Some had plane tickets booked and some had already purchased their license. In at least one case the state allowed a group to use new dates on their trip license, but those with plane tickets were forced to pay a penalty. Penalty or not, I think I’d rather pay the airlines an extra hundred bucks and use my ticket later, in lieu of flying in to a frozen tundra, where the odds of having a quality hunt were stacked against me.

Over the years we’ve tied to make it our policy to offer clients an option to cancel hunts, if weather conditions here were that extreme. While such a last minute phone call shocks some of them, most do listen when we call. There’s been a few times when a client’s comments stuck in my mind, like the time a group of un-guided hunters had booked with us for their first time. The weather had slipped in on us. It was no more than a day or two before the group was scheduled to arrive and I called them. I told them what it looked like and how hard the freeze was going to be and recommended they push their hunt back to another available opening. After a brief discussion, the guy heading up the group said; “I’ll call the others and get back with you.” Later that afternoon he called back and asked Jackie (my wife/boss) why we were canceling their group. She explained the situation again and told them we would be more than willing to take their money, but honesty was a hard policy to beat. They moved their hunt dates and have been regular clients for six to eight years now.

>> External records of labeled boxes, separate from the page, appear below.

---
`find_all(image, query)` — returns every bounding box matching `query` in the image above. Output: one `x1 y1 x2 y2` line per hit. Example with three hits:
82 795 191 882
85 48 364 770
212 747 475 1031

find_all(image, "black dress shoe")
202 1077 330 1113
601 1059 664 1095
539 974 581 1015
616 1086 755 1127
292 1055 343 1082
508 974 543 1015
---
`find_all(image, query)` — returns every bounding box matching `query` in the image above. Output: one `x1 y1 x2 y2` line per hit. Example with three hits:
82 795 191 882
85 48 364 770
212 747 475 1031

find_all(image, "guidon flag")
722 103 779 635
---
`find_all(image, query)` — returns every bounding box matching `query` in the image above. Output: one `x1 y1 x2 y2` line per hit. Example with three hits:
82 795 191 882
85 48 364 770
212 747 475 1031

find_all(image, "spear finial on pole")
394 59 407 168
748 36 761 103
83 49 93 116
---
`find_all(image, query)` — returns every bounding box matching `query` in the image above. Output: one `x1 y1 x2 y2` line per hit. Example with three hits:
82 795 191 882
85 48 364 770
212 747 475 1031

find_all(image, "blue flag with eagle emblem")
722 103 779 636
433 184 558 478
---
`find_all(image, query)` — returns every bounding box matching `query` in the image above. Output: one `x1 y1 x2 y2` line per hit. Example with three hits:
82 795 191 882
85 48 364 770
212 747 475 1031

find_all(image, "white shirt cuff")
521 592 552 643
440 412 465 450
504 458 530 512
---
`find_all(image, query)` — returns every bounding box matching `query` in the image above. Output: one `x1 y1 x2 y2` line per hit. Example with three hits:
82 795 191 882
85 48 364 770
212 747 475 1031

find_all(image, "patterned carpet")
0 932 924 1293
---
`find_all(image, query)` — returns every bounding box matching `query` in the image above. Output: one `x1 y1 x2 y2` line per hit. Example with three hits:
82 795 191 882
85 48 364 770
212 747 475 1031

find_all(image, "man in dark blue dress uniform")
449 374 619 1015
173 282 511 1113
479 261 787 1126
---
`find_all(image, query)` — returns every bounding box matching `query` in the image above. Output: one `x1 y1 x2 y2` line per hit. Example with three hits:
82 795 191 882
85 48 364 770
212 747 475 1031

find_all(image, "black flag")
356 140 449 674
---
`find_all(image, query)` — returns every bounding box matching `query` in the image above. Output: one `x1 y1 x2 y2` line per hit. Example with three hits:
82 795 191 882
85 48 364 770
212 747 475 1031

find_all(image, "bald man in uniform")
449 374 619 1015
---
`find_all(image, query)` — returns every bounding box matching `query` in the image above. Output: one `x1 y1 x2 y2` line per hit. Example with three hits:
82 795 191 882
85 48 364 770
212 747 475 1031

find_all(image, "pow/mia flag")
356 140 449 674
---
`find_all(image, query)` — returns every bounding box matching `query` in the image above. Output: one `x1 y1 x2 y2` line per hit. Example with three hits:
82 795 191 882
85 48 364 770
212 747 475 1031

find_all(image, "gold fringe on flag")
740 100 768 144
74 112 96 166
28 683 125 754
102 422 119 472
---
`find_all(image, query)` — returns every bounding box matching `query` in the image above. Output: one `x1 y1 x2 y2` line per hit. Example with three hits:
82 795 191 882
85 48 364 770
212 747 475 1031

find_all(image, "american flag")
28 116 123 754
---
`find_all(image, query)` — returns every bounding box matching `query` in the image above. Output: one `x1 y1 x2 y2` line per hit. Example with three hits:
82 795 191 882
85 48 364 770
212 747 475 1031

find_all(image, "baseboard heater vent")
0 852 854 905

As corny as it might seem, the Golden Rule is hard to beat. As an outfitter, if we cancel hunts our lease prices don’t go down, the utility companies don’t give us a discount and even worse, those are days that cannot be sold at a later date. In fact, when you think about how short a duck season is, then factor in the cost of canceling hunts and you’ll start to understand why we try to get clients to move their hunts to another date. Nevertheless, if it means changing your schedule, loosing the cost of a trip license, or paying a cancellation fee for an airline ticket … When Your Outfitter Calls … listen to what they tell you and be thankful your dealing with folks who want to treat you, like they would want to be treated!